There is no question in my mind that the old model of care delivery has a short half-life. Patients want and deserve better .However, one particular attendee who was a primary care MD spoke up. He was a bit annoyed the primary care physicians were often pilloried as central characters in stories of harm. He urged patients to ask why their primary care physicians cut them short, ignored their complaints, and appeared to be unsympathetic. Providing thoughtful and reflective care using shared decision making takes time and effort. That fall squarely in the uncompensated or poorly compensated quadrant of physician efforts.
Most of the stories of harm and missed diagnosis could be linked back to insufficient time to hear or assimilate information from patients and to integrate all of the pieces. Circumstances and models where this does not happen now generally involve heroic efforts of extraordinary people and non-scalable or sustainable models of care. Patients may want and deserve better, but patient leaders need to understand they are dealing with an economic problem. The current administrative pricing structure in health care values physician activities required for reflective and shared care at essentially nothing. The price signals linked to these activities are telling doctors that there is no value in these activities and against this relentless tide of pressure, no one but the most heroic of physicians continues to resist.

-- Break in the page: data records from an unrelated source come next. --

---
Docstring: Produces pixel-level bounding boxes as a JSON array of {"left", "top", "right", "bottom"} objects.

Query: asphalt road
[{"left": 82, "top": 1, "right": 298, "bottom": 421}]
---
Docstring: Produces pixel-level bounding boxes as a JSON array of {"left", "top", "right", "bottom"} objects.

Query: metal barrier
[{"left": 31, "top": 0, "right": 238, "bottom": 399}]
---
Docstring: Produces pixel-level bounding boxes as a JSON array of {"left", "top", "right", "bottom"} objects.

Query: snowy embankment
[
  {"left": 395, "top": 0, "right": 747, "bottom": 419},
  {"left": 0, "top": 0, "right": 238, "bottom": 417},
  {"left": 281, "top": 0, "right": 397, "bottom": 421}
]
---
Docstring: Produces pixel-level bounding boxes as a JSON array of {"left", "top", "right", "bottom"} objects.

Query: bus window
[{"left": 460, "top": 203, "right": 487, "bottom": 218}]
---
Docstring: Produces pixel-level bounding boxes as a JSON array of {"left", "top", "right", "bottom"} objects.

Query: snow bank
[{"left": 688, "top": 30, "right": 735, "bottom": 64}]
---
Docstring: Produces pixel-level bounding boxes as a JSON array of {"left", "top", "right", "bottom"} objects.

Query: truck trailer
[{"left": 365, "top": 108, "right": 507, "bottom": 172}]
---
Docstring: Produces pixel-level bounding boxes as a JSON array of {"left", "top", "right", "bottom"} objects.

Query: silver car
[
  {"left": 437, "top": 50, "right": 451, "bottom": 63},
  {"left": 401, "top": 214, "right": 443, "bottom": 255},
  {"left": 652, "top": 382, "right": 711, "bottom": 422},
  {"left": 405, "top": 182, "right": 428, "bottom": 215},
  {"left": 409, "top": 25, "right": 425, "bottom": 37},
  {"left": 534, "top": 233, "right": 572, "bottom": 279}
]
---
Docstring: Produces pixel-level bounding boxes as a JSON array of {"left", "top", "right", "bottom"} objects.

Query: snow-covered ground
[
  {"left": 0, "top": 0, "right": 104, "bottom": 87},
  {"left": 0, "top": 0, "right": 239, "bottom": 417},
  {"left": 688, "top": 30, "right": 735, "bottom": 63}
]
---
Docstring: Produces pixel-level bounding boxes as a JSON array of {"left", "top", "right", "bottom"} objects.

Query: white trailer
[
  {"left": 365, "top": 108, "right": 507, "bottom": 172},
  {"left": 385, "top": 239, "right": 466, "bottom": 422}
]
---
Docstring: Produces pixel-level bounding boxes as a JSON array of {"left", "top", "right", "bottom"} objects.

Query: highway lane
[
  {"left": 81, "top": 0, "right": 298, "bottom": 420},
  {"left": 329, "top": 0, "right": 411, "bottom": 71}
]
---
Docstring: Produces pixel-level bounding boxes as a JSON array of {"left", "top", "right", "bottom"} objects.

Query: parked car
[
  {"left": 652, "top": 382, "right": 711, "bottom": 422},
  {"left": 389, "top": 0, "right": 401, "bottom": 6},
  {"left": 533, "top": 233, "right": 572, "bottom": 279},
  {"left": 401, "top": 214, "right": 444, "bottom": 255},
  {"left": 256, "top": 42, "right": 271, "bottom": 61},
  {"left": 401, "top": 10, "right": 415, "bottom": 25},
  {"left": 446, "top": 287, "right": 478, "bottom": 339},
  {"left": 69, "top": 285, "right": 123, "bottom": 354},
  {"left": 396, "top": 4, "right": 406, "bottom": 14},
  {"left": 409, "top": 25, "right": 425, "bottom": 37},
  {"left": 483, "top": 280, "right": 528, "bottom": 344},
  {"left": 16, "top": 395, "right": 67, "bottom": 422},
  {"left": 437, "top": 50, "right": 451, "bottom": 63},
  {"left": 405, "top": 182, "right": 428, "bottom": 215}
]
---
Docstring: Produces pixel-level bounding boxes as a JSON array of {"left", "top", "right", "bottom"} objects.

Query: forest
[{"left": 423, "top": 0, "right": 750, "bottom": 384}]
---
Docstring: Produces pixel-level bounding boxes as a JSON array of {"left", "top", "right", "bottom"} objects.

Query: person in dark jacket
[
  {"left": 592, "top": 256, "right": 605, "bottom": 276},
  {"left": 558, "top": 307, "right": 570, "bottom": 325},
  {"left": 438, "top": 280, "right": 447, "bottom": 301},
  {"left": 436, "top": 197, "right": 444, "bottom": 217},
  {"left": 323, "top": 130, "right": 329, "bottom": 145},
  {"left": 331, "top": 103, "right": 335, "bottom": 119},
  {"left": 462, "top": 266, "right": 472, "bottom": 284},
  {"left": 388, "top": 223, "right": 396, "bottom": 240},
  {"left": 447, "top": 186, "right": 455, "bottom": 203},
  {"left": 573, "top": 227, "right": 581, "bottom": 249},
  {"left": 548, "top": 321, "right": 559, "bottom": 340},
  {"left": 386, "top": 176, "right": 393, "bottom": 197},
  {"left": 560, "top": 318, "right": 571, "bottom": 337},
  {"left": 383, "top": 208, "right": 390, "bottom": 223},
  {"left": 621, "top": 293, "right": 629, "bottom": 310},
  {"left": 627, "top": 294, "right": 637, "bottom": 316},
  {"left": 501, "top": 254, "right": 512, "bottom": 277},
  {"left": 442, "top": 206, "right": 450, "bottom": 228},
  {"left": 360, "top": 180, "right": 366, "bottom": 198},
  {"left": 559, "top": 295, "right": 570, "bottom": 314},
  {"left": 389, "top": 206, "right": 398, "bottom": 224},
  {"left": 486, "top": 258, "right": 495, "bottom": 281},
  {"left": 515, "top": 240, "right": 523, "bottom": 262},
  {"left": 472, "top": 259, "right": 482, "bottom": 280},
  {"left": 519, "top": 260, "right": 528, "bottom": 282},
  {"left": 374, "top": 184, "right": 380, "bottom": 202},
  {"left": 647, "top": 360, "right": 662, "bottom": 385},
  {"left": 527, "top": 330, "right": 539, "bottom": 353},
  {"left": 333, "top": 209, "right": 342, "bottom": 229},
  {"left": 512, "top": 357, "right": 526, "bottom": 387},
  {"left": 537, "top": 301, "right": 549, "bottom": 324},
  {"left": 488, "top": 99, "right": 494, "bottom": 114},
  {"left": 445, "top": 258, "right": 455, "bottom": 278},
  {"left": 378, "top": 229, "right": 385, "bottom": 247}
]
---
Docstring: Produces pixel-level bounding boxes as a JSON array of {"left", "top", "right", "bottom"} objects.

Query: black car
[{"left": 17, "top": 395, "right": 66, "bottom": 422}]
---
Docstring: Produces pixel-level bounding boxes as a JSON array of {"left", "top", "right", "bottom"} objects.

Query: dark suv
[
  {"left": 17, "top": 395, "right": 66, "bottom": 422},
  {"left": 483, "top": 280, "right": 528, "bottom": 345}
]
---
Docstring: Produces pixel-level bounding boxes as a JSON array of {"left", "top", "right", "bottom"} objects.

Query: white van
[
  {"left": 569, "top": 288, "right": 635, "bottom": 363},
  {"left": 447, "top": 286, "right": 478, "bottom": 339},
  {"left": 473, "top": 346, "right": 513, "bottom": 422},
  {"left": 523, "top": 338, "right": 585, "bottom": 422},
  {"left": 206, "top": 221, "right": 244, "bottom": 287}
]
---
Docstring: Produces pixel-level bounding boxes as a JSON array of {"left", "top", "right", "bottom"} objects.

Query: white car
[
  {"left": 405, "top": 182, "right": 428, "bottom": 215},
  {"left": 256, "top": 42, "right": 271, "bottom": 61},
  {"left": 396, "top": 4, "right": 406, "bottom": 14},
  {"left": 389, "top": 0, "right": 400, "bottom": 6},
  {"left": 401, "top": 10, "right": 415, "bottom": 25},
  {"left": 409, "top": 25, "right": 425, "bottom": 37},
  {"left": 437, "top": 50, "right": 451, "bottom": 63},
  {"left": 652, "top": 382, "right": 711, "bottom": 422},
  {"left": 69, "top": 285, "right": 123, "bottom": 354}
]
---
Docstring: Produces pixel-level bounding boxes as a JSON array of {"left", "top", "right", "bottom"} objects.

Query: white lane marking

Economic laws are almost as immutable as the law of gravity. It takes much energy to keep things from falling. Items valued as nothing tend to disappear over time. It is not surprising we have found ourselves with a scarcity of reflection and time spent with those who patients believe should be their advocates and counselors. Our own moral compasses as physicians tell us when we have time to reflect that we should provide this time to patients, whether we are paid to do so or not. However, that is simply unrealistic. As things stand now, we are the engines that support not only ourselves but entire teams of people who are almost completely dependent upon the revenue generating capacity of physicians. Thus, we make compromises and rationalize these decisions on the basis that overall we do overwhelmingly more good than harm and it is important to keep the lights on and the doors open. We do our own little bits of God's work and recognize that we cannot fix all of the world's ills.
The payment system that fails to incentivize physicians to deliver what is needed to address diagnostic error continues and, for the most part, few recognize that the scarcity has been created by the dysfunctional administrative pricing system. While patient engagement is an essential piece to address diagnostic error, it is necessary but not sufficient. Patient engagement creates activated patients. However, this is of limited utility without activated clinicians. Some clinicians will become activated because of their moral compass but for the broader provider audience, activation will require financial rewards or at least the lack of financial deterrents. The sooner the activated patients realize this, the better off they will be.